The busts in Austin were an intensification of this tried-and-true technique. There were adults involved in this case, though, reeking of a hardened bad-attitude. The supposed threat to the 911 system, apparently posed by the E911 document, had nerved law enforcement to extraordinary effort. The 911 system is, of course, the emergency dialling system used by the police themselves. Any threat to it was a direct and insolent hacker menace to the electronic home-turf of American law enforcement.

Had Steve Jackson been arrested and directly accused of a plot to destroy the 911 system, the resultant embarrassment would likely have been sharp, but brief.

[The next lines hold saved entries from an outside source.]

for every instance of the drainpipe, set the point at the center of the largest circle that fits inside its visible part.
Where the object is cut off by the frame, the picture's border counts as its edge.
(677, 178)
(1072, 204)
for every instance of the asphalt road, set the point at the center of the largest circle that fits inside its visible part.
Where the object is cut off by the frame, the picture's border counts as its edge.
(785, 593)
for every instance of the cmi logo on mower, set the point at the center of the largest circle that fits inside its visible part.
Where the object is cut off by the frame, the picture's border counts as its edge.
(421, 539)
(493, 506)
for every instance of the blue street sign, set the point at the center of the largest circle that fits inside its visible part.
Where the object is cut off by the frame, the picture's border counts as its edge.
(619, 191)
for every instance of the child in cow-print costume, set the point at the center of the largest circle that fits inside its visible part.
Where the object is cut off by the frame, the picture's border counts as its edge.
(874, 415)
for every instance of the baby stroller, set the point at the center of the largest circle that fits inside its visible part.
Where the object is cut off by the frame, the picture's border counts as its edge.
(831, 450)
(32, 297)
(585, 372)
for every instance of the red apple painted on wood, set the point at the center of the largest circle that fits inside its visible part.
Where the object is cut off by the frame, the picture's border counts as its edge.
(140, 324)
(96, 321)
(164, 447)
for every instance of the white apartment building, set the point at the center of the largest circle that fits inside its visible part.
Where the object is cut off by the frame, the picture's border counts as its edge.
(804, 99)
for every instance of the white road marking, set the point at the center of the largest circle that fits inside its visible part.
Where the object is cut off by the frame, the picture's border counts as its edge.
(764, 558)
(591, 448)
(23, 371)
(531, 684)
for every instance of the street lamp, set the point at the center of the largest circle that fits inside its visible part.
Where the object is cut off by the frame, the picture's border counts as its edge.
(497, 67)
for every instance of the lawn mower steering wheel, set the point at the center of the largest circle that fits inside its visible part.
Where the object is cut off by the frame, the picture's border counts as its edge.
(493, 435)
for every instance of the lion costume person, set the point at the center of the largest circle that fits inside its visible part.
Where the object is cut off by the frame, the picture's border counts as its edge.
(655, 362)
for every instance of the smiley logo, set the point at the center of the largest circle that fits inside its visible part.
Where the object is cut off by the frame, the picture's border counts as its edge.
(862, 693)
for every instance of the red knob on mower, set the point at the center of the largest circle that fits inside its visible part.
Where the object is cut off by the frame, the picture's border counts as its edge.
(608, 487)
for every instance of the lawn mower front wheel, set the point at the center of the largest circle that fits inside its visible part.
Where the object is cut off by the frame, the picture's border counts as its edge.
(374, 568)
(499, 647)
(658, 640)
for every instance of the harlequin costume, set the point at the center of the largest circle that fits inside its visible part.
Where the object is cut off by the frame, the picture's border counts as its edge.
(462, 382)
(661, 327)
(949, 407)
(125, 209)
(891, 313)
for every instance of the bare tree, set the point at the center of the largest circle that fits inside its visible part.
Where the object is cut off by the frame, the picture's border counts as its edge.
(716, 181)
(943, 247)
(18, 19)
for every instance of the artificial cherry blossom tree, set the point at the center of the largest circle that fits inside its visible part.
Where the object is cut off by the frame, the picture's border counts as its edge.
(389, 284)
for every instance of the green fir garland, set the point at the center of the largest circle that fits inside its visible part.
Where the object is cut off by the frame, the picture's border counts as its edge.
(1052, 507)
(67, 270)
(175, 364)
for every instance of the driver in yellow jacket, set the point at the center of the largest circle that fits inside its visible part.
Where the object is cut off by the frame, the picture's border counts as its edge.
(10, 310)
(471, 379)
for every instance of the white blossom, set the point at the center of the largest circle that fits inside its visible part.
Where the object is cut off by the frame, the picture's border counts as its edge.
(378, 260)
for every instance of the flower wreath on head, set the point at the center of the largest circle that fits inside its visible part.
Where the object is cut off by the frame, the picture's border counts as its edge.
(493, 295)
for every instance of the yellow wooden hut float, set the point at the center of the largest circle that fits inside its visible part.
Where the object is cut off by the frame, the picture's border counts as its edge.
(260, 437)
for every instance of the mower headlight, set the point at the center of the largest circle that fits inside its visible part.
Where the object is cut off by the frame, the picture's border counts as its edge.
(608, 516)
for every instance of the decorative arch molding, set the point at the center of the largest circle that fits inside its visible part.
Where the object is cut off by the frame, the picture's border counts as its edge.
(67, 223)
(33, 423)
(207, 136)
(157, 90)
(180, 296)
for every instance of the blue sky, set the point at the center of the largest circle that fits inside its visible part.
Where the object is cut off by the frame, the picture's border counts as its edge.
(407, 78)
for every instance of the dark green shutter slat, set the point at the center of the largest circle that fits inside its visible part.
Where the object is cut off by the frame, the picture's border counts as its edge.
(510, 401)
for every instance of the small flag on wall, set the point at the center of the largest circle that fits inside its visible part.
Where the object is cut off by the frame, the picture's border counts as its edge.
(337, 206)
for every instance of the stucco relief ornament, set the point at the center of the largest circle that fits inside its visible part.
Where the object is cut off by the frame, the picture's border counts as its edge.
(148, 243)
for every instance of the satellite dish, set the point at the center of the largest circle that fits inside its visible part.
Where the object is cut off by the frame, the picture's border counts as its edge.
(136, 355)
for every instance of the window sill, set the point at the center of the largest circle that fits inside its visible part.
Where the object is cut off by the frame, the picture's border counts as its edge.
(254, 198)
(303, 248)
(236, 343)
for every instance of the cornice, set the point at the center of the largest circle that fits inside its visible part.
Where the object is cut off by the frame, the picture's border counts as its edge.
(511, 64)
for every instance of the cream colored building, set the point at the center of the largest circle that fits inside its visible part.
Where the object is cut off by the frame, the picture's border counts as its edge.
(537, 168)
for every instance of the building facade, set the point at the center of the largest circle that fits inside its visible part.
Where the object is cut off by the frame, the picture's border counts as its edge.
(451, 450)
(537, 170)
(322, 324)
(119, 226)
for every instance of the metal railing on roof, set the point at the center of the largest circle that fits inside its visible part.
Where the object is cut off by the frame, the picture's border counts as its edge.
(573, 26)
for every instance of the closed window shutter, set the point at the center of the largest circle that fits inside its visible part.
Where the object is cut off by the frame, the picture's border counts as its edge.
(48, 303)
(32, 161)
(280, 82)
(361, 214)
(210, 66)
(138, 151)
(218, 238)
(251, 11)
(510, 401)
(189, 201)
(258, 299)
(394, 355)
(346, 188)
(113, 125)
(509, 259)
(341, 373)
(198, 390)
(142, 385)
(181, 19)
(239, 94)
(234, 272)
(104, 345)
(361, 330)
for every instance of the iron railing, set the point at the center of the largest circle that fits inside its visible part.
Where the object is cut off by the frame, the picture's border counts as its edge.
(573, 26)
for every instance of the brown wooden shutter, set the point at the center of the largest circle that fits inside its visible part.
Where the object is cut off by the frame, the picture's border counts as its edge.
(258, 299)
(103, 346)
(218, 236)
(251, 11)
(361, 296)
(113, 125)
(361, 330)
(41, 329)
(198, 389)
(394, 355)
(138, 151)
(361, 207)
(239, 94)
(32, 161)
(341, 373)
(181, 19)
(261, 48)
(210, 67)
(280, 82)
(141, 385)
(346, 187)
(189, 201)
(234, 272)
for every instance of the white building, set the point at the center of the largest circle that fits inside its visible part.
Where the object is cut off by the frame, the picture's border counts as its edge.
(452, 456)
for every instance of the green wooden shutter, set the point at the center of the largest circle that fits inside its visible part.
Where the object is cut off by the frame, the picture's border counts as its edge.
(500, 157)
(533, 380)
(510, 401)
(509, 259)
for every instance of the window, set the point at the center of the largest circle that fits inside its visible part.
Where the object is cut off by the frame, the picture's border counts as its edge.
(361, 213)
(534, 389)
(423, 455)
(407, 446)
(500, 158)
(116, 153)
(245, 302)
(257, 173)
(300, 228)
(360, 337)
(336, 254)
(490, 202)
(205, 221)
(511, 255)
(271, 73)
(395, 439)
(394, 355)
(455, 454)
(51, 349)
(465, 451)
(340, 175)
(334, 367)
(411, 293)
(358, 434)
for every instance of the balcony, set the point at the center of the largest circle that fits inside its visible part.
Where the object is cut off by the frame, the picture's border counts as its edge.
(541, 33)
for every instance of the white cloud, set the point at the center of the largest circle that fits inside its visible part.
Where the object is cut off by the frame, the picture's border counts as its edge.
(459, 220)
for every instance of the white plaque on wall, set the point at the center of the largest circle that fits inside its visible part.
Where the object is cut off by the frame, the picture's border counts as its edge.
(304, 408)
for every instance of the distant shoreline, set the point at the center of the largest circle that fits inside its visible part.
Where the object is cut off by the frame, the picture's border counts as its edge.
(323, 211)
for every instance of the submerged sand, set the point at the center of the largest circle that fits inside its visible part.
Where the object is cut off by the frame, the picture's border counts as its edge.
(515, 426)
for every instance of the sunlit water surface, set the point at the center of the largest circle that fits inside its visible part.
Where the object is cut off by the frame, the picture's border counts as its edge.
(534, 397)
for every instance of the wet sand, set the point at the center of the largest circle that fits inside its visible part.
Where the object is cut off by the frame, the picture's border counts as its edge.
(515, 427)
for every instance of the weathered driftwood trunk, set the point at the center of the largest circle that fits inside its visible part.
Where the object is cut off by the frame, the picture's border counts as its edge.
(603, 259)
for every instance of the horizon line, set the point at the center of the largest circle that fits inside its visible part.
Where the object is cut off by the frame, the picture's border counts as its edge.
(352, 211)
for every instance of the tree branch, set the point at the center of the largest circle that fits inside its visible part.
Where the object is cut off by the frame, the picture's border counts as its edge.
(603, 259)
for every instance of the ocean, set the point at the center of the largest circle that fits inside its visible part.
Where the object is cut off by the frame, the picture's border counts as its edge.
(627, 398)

The Chicago group, instead, chose total operational security. They may have suspected that their search for E911, once publicized, would cause that "dangerous" document to spread like wildfire throughout the underground. Instead, they allowed the misapprehension to spread that they had raided Steve Jackson to stop the publication of a book: GURPS Cyberpunk. This was a grave public-relations blunder which caused the darkest fears and suspicions to spread -- not in the hacker underground, but among the general public.

On March 1, 1990, 21-year-old hacker Chris Goggans (aka "Erik Bloodaxe") was wakened by a police revolver levelled at his head. He watched, jittery, as Secret Service agents appropriated his 300 baud terminal and, rifling his files, discovered his treasured source-code for the notorious Internet Worm. Goggans, a co-sysop of "Phoenix Project" and a wily operator, had suspected that something of the like might be coming. All his best equipment had been hidden away elsewhere. They took his phone, though, and considered hauling away his hefty arcade-style Pac-Man game, before deciding that it was simply too heavy. Goggans was not arrested. To date, he has never been charged with a crime. The police still have what they took, though.

Blankenship was less wary. He had shut down "Phoenix" as rumors reached him of a crackdown coming. Still, a dawn raid rousted him and his wife from bed in their underwear, and six Secret Service agents, accompanied by a bemused Austin cop and a corporate security agent from Bellcore, made a rich haul. Off went the works, into the agents' white Chevrolet minivan: an IBM PC-AT clone with 4 meg of RAM and a 120-meg hard disk; a Hewlett-Packard LaserJet II printer; a completely legitimate and highly expensive SCO-Xenix 286 operating system; Pagemaker disks and documentation; the Microsoft Word word-processing program; Mrs. Blankenship's incomplete academic thesis stored on disk; and the couple's telephone. All this property remains in police custody today.